[EM] Election methods in student government...
Kevin Venzke
stepjak at yahoo.fr
Fri Dec 22 12:15:34 PST 2006
Tim,
--- Tim Hull <thully at umich.edu> a écrit :
> DSC uses a somewhat interesting method - it effectively goes and excludes
> the groups of candidates that the most people prefer a "solid coalition"
> to
> until it finds a winner. However, what I am wondering is - what are the
> primary flaws of these two methods (especially as compared with IRV, of
> which I know quite a bit about the flaws)?
DSC will render your vote useless if you list a nobody as your favorite
candidate. (Just like under FPP.) IRV will eliminate that candidate and
allow your vote to be useful elsewhere.
(Also, I hate programming DSC, and I'm not positive what the cloneproof
thing to do is when multiple sets are tied.)
So even though DSC is monotonic and gives real incentive to fill out the
ballot completely (it fails LNHelp), I don't like it better than IRV.
For majority defeat disqualification + first preferences (let's call it
"MDD,FPP" using Woodall's comma notation to show that we don't eliminate
candidates prior to finding the FPP scores), in a single round, the
biggest problem is iffy winners. That is, it will toss out candidates
who lose a majority decision. But rather than give the win to someone
who *won* a majority decision, it gives it to whoever had the next
greatest number of first preferences. This same example:
49 A
24 B
27 C>B
A is ruled out due to a majority loss to B. But it can be shown that
B must not be elected, if we're satisfying LNHarm. MDD,FPP elects C,
which is a failure of Woodall's "Plurality criterion."
I'd note that MDD,FPP is much better than MMPO here, though.
MDD,FPP is also vulnerable to burial strategy:
40 A>C (but actual sentiment is A>B)
35 B>A (sincere; they feel free to vote A due to LNHarm)
25 C>B (sincere)
The 40 voters can take advantage of the assumption that the 35 voters
will vote for A. B wins when the 40 voters just vote "A", but when they
vote "A>C," this makes A win.
To stop this, the 35 voters need the 40 voters to be uncertain about
whether they will truly vote B>A. (Also, if the 25 voters don't strictly
rank C above B, they can also stop this.) Because if the 35 voters vote
just "B", then the 40 voters will accidentally elect C if they vote
insincerely.
My main criticism of MDD,FPP-plus-runoff is that if you view both rounds
of the method as a unit, it doesn't satisfy LNHarm.
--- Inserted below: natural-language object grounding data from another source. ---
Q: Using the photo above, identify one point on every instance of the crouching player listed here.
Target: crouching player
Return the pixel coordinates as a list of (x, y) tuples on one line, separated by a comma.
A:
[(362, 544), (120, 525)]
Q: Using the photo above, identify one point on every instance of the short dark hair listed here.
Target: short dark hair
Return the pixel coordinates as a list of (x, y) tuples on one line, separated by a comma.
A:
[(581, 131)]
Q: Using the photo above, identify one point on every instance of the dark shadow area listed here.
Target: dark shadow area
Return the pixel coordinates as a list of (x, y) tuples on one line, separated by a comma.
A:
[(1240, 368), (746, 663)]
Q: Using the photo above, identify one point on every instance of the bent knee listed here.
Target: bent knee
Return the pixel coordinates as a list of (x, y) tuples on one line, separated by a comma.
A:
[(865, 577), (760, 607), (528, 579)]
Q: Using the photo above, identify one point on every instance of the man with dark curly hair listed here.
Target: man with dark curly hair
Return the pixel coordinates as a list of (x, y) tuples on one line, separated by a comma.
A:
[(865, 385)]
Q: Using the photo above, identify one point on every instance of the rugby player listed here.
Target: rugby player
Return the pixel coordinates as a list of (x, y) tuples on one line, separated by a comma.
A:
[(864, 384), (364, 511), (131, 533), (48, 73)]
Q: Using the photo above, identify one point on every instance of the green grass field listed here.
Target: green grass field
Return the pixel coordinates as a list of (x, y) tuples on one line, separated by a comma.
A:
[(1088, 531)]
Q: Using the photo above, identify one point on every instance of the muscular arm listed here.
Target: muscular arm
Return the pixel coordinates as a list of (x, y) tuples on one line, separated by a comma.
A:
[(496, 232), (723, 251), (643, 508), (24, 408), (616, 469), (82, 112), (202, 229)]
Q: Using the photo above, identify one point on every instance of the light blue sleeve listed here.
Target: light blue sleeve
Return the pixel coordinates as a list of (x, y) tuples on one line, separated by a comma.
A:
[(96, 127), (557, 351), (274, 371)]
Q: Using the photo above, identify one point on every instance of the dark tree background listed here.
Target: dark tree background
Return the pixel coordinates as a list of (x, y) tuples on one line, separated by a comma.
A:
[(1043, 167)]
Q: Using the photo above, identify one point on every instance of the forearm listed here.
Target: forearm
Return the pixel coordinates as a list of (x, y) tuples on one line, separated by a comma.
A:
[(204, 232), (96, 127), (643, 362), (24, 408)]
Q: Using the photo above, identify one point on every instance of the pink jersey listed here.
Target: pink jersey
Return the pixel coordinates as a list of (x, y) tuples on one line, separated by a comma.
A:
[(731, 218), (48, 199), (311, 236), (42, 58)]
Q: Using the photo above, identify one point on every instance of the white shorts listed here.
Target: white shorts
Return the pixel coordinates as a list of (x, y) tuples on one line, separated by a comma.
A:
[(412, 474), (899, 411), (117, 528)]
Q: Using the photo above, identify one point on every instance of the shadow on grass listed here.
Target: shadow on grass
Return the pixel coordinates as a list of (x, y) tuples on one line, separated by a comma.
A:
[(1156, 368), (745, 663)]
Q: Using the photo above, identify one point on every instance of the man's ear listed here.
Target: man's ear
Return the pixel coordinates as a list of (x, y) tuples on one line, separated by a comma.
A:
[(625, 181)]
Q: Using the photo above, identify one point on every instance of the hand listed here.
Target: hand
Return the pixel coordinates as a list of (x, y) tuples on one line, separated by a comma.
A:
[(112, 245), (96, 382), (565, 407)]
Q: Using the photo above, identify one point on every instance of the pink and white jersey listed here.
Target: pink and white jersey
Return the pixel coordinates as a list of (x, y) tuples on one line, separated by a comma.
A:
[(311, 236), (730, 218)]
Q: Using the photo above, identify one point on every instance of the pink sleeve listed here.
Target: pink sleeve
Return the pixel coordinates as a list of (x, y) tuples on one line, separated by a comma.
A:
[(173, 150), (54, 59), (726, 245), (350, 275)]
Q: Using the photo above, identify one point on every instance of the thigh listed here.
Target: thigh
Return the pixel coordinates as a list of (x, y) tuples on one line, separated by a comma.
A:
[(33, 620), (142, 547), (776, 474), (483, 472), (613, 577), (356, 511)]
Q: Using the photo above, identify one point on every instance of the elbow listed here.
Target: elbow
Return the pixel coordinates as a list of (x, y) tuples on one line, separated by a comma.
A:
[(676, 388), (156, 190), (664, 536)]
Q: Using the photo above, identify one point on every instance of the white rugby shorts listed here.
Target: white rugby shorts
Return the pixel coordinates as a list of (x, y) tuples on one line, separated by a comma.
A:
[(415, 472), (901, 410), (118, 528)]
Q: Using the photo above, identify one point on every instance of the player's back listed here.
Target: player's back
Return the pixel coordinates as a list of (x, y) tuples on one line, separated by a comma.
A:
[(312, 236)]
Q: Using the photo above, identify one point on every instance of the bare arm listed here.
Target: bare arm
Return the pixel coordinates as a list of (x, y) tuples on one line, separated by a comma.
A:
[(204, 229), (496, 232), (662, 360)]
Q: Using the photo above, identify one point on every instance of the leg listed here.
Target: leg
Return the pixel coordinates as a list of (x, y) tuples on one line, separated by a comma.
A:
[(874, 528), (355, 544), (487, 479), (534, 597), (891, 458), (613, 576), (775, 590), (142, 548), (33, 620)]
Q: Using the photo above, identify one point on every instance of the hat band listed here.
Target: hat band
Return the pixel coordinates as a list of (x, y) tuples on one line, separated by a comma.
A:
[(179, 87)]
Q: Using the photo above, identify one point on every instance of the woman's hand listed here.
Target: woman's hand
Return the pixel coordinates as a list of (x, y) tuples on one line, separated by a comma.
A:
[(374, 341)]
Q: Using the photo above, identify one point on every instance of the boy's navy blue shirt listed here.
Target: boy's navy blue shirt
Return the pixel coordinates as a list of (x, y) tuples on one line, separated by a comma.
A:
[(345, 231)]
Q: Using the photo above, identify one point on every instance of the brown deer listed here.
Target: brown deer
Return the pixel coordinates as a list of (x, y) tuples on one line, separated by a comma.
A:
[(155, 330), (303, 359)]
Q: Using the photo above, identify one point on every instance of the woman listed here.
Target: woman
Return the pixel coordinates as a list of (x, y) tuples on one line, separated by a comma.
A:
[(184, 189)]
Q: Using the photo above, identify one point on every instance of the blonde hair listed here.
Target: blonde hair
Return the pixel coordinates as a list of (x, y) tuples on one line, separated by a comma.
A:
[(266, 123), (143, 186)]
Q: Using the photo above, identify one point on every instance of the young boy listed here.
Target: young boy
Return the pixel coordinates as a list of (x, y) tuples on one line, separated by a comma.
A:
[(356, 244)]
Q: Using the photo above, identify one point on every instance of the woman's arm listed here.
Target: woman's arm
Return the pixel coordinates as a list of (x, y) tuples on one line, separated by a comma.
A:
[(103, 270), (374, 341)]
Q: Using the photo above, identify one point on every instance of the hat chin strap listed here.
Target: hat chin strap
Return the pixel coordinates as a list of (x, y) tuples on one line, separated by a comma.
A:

Your lower
preferences can affect who your candidate has to compete with in the
second round.
(Also, having two rounds may be undesirable. And also, I'd prefer a
version where you can list multiple first preferences, but that is not
sensible if you're going to have a runoff.)
> I know all later-no-harm
> satisfying methods have more flaws than methods that don't satisfy it,
That's a matter of opinion and your priorities. I would say the common
side-effect of LNHarm is that voters may need to rank compromise choices
higher than if they voted sincerely.
> Frankly, I'm surprised more methods have not been
> developed that satisfy this criterion, as it would seem like an important
> one if you want people to vote honestly.
It is important, but there are just not that many ways to satisfy it.
It inherently hampers the way that compromise choices can be used.
Another criterion is the favorite betrayal criterion, which roughly says
that you can't ever help your favorite candidates by not voting for one
of them. Satisfying this criterion, you can at least be assured that you
will actually get people's real first preferences. (They just might be
tied with some other compromise choices.)
This is satisfied by e.g. Approval, MMPO, the MTR method (which is
just three-slot MDD,FPP with equal ranking allowed), my ICA method
(which is almost Condorcet-efficient), and one version of Bucklin.
> Also, does anyone have a clue as to how one would go about developing a
> multi-winner PR version of these methods? THAT sounds like an
> interesting
> prospect to me, as STV is currently the only method out there for pure
> multi-winner PR that satisfies LNH (not counting party lists, asset
> voting,
> and other nontraditional methods)
I'm not too sure. For DSC and MMPO, I have no idea how you would determine
fairly that a ballot has contributed to a given candidate's election.
I suppose it matters what it is you find lacking about STV. Whatever it
is I suspect there is no good solution for it, though.